DMAR released their May report last week to much “fanfare” because home inventory levels increased by 76% from May 2021 as there were 3,652 properties for sale as of May 31st in our 11-county area. Still, there are only 0.67 months of inventory for sale.However, before Covid, there were 8,891 properties for sale in May 2019 and 6,437 properties for sale in May 2018 using DMAR stats. Thus, the number of properties for sale is still down a whopping 59% from 3 years ago and down 43% from 2018. This means inventory needs to double before appreciation drops below 10%. Before Covid, numbers like this would have us shaking our heads in disbelief at how HOT our Real Estate market is. But, the last 2 years have warped our mindset and our stats and numbers.
Important Stats to Consider:
After consecutive months of appreciation, negotiations, and bidding wars, modest numbers this month became a sign that the market has returned to a semblance of ‘normal.’ The housing market ended May with 3,652 properties on the market, representing an increase of 448 properties from the previous month, which is seasonally on-trend. Closed sales increased 3.75 percent from the previous month, keeping supply and demand relatively balanced.
The attached and detached markets had a similar balance of supply and demand in May. Both markets had the highest number of standing inventory in the $500,000 to $749,999 price points. The biggest difference was the proportion of inventory. For attached properties, that price range made up 29.87 percent of the market and for detached properties, it made up 41.72 percent of the market. There are over four times more single-family detached properties between $500,000 and $749,999 than attached properties.
Throughout the entire market, year-to-date, the market has seen 7.18 percent fewer homes closed than the previous year. Even with fewer purchases, the market has transacted over $1 billion more in sales volume than the previous year, indicating how high prices have soared from the previous year. This is also indicated in the close-price-to-list-price ratio of105.33 percent, down from the previous month.
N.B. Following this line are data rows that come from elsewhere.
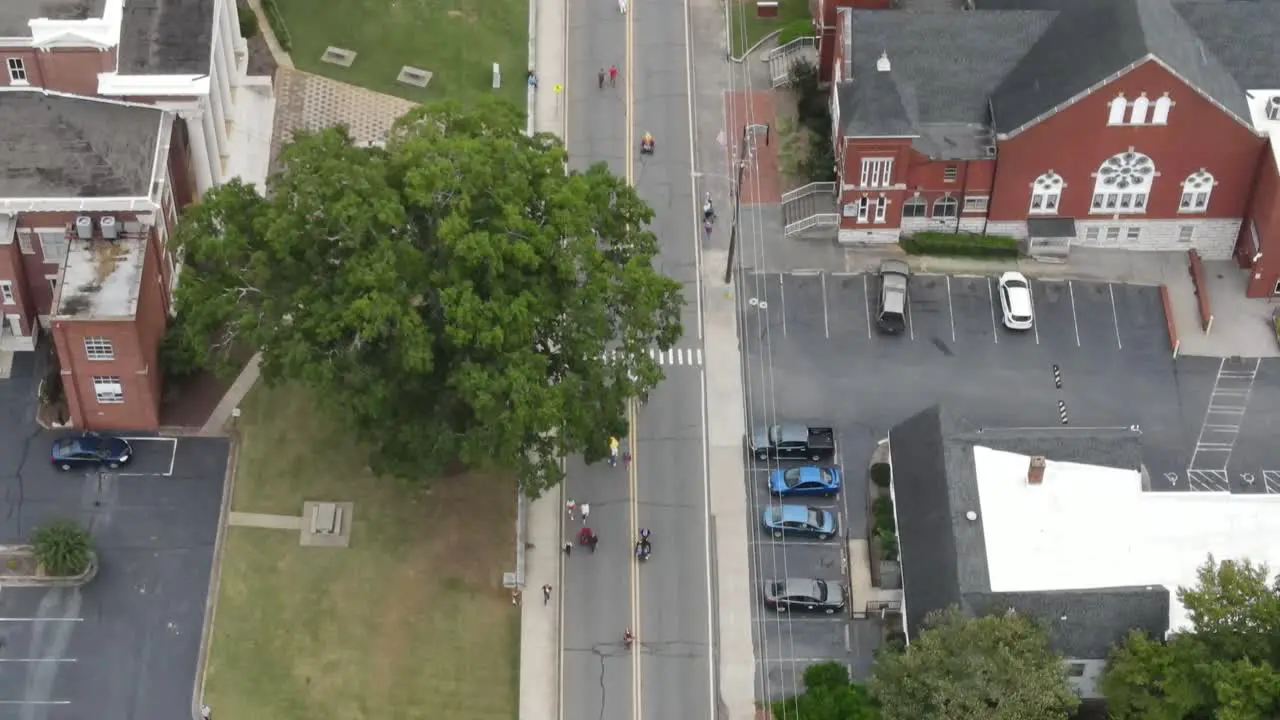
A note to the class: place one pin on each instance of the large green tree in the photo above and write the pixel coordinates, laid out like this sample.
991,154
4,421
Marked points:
1223,668
453,296
828,695
991,668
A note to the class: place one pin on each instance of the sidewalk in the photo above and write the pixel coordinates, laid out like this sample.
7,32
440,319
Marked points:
540,660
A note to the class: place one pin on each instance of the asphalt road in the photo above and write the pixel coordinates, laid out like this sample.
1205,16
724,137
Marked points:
666,600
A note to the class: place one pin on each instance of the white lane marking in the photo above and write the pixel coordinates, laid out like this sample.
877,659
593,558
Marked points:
1115,317
991,300
951,310
826,318
1075,323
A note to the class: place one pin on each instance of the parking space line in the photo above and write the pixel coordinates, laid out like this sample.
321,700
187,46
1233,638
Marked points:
991,300
867,306
1075,323
826,318
1115,317
951,310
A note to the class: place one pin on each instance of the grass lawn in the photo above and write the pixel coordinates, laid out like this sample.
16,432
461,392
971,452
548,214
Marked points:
748,30
408,621
457,40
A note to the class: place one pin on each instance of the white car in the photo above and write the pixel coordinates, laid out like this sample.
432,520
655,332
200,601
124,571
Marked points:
1015,301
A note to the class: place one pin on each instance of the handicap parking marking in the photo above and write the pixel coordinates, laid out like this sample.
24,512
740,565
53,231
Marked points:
173,454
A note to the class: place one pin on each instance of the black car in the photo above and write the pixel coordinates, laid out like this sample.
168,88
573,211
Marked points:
90,450
804,593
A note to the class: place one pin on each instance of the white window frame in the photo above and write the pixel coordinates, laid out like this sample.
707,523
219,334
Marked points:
877,172
950,203
1197,190
108,390
17,68
44,245
1129,200
1046,194
99,349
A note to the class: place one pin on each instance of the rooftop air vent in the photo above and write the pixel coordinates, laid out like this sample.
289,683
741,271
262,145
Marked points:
85,227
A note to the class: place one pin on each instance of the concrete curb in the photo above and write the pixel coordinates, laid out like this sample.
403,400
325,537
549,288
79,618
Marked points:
49,580
215,574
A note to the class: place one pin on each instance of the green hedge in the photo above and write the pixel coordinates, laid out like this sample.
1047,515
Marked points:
960,244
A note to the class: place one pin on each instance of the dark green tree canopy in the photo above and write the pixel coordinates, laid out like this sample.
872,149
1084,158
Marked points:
453,295
1224,668
992,668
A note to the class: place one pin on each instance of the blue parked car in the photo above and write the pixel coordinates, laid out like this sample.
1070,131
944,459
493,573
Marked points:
799,520
90,450
809,479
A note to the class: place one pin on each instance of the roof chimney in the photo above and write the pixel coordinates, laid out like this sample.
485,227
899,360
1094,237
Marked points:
1036,472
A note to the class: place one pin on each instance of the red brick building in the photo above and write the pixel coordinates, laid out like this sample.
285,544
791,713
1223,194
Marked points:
113,118
991,121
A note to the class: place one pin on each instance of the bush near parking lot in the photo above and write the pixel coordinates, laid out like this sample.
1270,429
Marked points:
968,245
62,547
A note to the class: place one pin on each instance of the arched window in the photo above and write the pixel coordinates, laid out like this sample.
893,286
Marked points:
1046,194
1196,190
1115,115
1161,115
1123,183
915,208
945,206
1138,114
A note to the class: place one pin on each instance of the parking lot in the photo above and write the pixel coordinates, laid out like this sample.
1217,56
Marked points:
127,643
1098,355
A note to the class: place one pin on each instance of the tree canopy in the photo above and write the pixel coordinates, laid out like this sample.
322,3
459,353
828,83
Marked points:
828,696
1223,668
453,296
991,668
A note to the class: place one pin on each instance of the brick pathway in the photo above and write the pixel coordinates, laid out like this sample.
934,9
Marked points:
762,181
309,101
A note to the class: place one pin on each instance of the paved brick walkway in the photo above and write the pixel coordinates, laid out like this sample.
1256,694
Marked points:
762,182
309,101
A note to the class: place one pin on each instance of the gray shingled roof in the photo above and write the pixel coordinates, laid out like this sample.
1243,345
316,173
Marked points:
944,554
165,37
16,13
60,146
1097,39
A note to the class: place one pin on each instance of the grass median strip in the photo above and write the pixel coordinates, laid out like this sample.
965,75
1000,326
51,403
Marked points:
408,621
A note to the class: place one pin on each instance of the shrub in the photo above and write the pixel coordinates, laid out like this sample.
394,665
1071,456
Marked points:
960,244
795,30
882,509
248,22
62,547
887,543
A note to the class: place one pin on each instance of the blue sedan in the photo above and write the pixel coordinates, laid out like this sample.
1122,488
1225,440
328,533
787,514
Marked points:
90,450
799,520
809,479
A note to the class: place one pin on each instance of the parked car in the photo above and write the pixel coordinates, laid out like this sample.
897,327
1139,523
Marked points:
808,479
808,595
799,520
891,310
90,450
794,441
1015,301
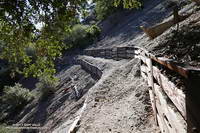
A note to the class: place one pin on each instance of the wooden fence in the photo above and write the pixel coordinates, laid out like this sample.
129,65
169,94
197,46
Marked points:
175,109
89,67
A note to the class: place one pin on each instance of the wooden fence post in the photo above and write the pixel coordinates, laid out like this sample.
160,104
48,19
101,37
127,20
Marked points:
151,85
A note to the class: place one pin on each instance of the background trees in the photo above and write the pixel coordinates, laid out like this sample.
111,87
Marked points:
19,31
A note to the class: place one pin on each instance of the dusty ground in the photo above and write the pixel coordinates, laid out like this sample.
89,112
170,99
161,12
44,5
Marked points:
182,45
119,103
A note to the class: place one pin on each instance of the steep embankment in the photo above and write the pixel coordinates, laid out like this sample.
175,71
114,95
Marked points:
119,102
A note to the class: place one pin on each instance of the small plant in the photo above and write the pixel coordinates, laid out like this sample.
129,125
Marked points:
16,96
47,86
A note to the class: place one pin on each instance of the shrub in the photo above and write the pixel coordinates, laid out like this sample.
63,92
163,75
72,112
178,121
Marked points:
47,86
16,96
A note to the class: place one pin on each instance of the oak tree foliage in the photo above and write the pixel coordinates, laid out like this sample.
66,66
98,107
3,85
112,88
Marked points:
18,31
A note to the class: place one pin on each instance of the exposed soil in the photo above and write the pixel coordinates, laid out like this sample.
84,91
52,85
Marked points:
182,45
119,103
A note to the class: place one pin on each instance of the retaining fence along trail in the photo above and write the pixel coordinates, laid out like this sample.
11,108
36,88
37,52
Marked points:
176,110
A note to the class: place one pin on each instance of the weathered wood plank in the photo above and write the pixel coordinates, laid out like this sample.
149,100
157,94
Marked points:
162,125
173,116
170,65
176,95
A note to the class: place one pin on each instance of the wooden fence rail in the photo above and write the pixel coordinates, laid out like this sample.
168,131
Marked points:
175,110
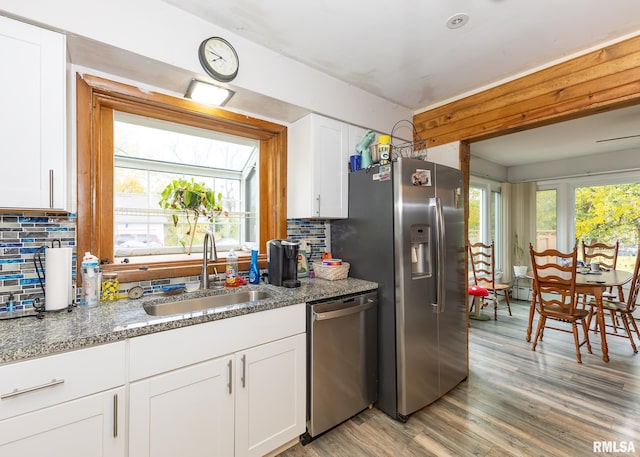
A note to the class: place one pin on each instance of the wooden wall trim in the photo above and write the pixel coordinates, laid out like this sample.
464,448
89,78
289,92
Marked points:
601,80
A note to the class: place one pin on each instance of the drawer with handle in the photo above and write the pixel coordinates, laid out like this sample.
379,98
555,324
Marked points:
38,383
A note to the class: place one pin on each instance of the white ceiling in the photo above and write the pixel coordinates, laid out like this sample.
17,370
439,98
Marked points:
403,51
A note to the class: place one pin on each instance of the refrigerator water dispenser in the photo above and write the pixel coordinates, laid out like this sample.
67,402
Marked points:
420,252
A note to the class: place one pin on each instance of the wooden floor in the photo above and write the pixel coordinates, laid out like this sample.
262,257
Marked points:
516,402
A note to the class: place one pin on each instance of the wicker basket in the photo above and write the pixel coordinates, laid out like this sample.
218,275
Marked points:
331,272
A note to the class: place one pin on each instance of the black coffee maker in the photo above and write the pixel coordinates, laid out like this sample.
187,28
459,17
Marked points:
282,257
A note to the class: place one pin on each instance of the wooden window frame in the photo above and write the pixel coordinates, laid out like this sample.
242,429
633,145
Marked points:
96,99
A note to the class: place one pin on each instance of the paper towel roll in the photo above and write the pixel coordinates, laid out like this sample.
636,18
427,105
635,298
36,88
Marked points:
57,278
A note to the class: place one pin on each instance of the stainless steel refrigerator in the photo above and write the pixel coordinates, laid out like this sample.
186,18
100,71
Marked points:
405,231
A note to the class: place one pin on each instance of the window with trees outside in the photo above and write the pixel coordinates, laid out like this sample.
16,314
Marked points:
546,219
155,172
606,213
156,159
485,215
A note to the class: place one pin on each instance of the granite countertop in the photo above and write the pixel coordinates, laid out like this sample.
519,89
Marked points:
86,326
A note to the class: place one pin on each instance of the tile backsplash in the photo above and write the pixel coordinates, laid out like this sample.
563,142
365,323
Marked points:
21,235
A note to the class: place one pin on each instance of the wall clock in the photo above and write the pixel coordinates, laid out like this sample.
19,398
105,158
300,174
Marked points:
219,59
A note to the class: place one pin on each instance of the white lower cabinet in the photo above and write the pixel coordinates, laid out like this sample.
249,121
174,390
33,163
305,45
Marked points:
71,404
248,402
186,412
92,426
270,395
244,404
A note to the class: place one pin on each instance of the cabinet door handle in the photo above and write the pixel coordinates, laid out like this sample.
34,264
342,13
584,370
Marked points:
244,371
16,392
51,188
115,415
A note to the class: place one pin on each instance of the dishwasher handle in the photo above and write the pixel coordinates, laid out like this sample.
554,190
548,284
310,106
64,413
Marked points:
344,311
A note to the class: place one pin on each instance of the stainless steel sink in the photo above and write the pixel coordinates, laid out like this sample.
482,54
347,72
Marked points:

Our monthly report also includes statistics and analyses in its supplemental “Luxury Market Report” (properties sold for $1 million or greater), “Signature Market Report” (properties sold between $750,000 and $999,999), “Premier Market Report” (properties sold between $500,000 and $749,999), and “Classic Market” (properties sold between $300,000 and $499,999).
In the Luxury Market, buyers saw their options increase in May. Like the other price segments, inventory went up 5.86 percent from April and a significant 65.95 percent higher than the same month last year. Pending sales were also up, along with closed sales and sales volume as well. More choices turned into more pending sales, up 22.20 percent month-over-month and up 27.37 percent year-to-date.
Detached homes sold for an average of 107.12 percent of the list price, down slightly from April’s 108.39 percent but up 2.81 percent from the same month last year. Meanwhile, the attached condo and townhome Luxury Market is currently the softest of all price ranges and home types, selling at 104.94 percent of the list price.
The attached Luxury Market has the largest months of inventory of all price ranges at 1.73, still a seller’s market but not as strong as other areas. Overall, luxury closings were up month-over-month and up even more year-to-date with detached closings up 36.10 percent and attached homes up 10.92 percent.